STANDARD: Wie erleben Sie die aktuelle Lage in der Ukraine mehr als ein Jahr nach den Aufständen auf dem Maidan?

Prochasko: Ich sehe drei unterschiedliche Krisen: eine Krise des Pathos, eine Krise des Vertrauens sowie eine Krise zeitlicher Ressourcen. Unter die Krise des Pathos fällt eine grundsätzliche Kriegsmüdigkeit, wodurch auch der Zusammenhalt in der Gesellschaft schwindet. Es kommen Zweifel auf. Dazu zählen auch die schrumpfenden materiellen und finanziellen Ressourcen, die zunehmend zu Verarmung führen. Die Krise des Vertrauens äußert sich darin, dass die grundlegenden Reformen, die das Land braucht, in ihrer Umsetzung noch nicht sichtbar sind, das weckt Misstrauen. Hinzu kommt die Krise der zeitlichen Ressourcen: Wenn nicht möglichst bald gehandelt wird, dann kommt genau das zum Tragen, worauf Putin abzielt – eine Destabilisierung und ein Kontrarevolutionskrieg.

STANDARD: Der Aufstand auf dem Maidan wird häufig als Fortsetzung der Orangen Revolution (2004, Anm.) gesehen. Inwiefern hängen die beiden Ereignisse zusammen?

Prochasko: Für mich gehören die beiden Ereignisse unweigerlich zusammen. Den Vorläufer der Maidan-Aufstände würde ich gar noch früher als bei der Orangen Revolution ansetzen: in der klassischen liberalen Revolution von 1848. Der Ukraine ist seither die Durchsetzung des Programms der Bürgerfreiheit nie gelungen, sie hat nie so etwas wie eine Wende erlebt.
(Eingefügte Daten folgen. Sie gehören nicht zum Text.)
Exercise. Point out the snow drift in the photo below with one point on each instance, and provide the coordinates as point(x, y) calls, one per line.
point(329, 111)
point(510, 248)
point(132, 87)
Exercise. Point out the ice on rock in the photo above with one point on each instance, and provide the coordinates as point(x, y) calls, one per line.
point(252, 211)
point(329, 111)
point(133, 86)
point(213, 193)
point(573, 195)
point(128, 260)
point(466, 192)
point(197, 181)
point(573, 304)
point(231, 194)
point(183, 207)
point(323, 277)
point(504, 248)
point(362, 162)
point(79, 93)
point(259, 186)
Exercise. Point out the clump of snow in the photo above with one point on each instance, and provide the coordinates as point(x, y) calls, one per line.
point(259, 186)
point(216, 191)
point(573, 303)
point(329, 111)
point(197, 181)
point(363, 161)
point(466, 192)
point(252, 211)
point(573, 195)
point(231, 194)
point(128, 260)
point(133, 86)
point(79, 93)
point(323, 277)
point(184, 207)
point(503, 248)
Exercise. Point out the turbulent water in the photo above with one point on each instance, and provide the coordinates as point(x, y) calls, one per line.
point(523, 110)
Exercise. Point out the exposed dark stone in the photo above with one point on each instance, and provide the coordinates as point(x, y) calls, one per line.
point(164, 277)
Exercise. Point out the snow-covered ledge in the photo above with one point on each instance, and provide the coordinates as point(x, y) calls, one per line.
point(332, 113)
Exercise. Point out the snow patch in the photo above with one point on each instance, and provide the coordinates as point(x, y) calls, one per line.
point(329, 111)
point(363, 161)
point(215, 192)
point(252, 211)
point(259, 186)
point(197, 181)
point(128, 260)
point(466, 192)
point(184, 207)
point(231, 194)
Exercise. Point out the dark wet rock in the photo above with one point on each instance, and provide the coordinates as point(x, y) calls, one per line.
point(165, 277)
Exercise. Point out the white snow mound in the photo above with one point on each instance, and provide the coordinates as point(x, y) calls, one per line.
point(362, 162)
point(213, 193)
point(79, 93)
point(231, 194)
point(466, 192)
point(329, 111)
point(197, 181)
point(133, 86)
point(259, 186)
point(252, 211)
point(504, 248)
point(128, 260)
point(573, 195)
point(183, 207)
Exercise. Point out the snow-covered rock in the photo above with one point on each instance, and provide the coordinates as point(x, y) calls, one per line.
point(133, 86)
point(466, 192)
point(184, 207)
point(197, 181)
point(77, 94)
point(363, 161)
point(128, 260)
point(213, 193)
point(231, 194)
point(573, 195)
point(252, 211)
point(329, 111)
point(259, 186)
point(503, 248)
Es gab Herrschaften, eine Zweiteilung nach dem Ersten Weltkrieg, die Souveränität konnte sich nicht behaupten. Bei der Orangen Revolution hat die Zivilgesellschaft zum Ausdruck gebracht, was sie nicht will, allerdings wusste sie noch nicht, was sie will. Zehn Jahre später bei der Revolution auf dem Maidan wusste sie, was sie will. Die Orange Revolution war sozusagen die Geburtsstunde der ukrainischen Zivilgesellschaft, die Maidan-Revolution ihr Reifezeugnis.

STANDARD: Inwiefern hat die Maidan-Revolution die ukrainische Gesellschaft geprägt?
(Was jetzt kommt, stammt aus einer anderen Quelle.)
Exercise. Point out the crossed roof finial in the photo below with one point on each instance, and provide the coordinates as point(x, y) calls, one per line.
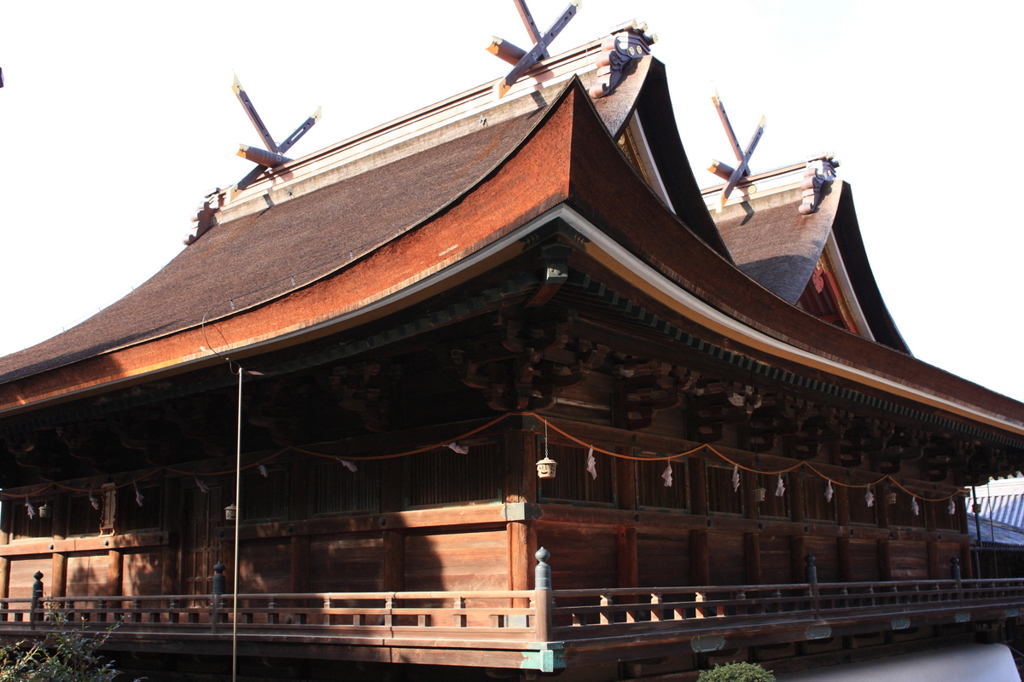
point(523, 59)
point(733, 175)
point(273, 155)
Prochasko: Sie ist mündiger geworden. Die Aufstände auf dem Maidan haben nicht als parteipolitische Revolution angefangen, Parteipolitiker wurden vehement abgelehnt. In der ukrainischen Gesellschaft hat sich dadurch ein Instinkt der Supervision entwickelt. Seither wird der Politik genau auf die Finger geschaut, ob die Interessen des Volkes auch entsprechend umgesetzt werden. Die Gesellschaft ist viel weiter als die staatlichen Führungsmächte selbst, was von Reife zeugt – einer der wenigen Gründe zum Optimismus. Als nächster Schritt wäre es wichtig, dass zu dieser "neuen" Gesellschaft ein neuer Staat entsteht, sonst wird die Diskrepanz im Land zu groß, und wir stehen wieder vor den gleichen Problemen wie 1848.

STANDARD: Europa tut sich schwer, die Krise zu verstehen. Woran liegt das?

Prochasko: Besonders an der Unlust, sich mit schwierigen Fragen auseinanderzusetzen. Die ukrainische Revolution hat auf drei Ebenen kritische Fragen aufgeworfen: auf sozialer Ebene, politisch-demokratischer sowie auf Ebene der Europäischen Union. Europa wurde damit der Spiegel vorgehalten. Es lässt sich etwa auch in Europa eine schleichende Oligarchie in Form von Neoliberalismus beobachten – natürlich äußerst subtil –, über die man allerdings nicht nachdenken möchte. Auch hat die Maidan-Revolution innerhalb weniger Monate ganz grundsätzliche Fragen der Demokratie aufgeworfen und die Alltagsdemokratie Westeuropas infrage gestellt. Die Europäische Union ist aufgefordert, sich Gedanken über das europäische Modell zu machen, reagiert allerdings mit Abwehrmechanismen.

STANDARD: Europa ist also nicht gewillt, die Ukraine-Krise zu verstehen?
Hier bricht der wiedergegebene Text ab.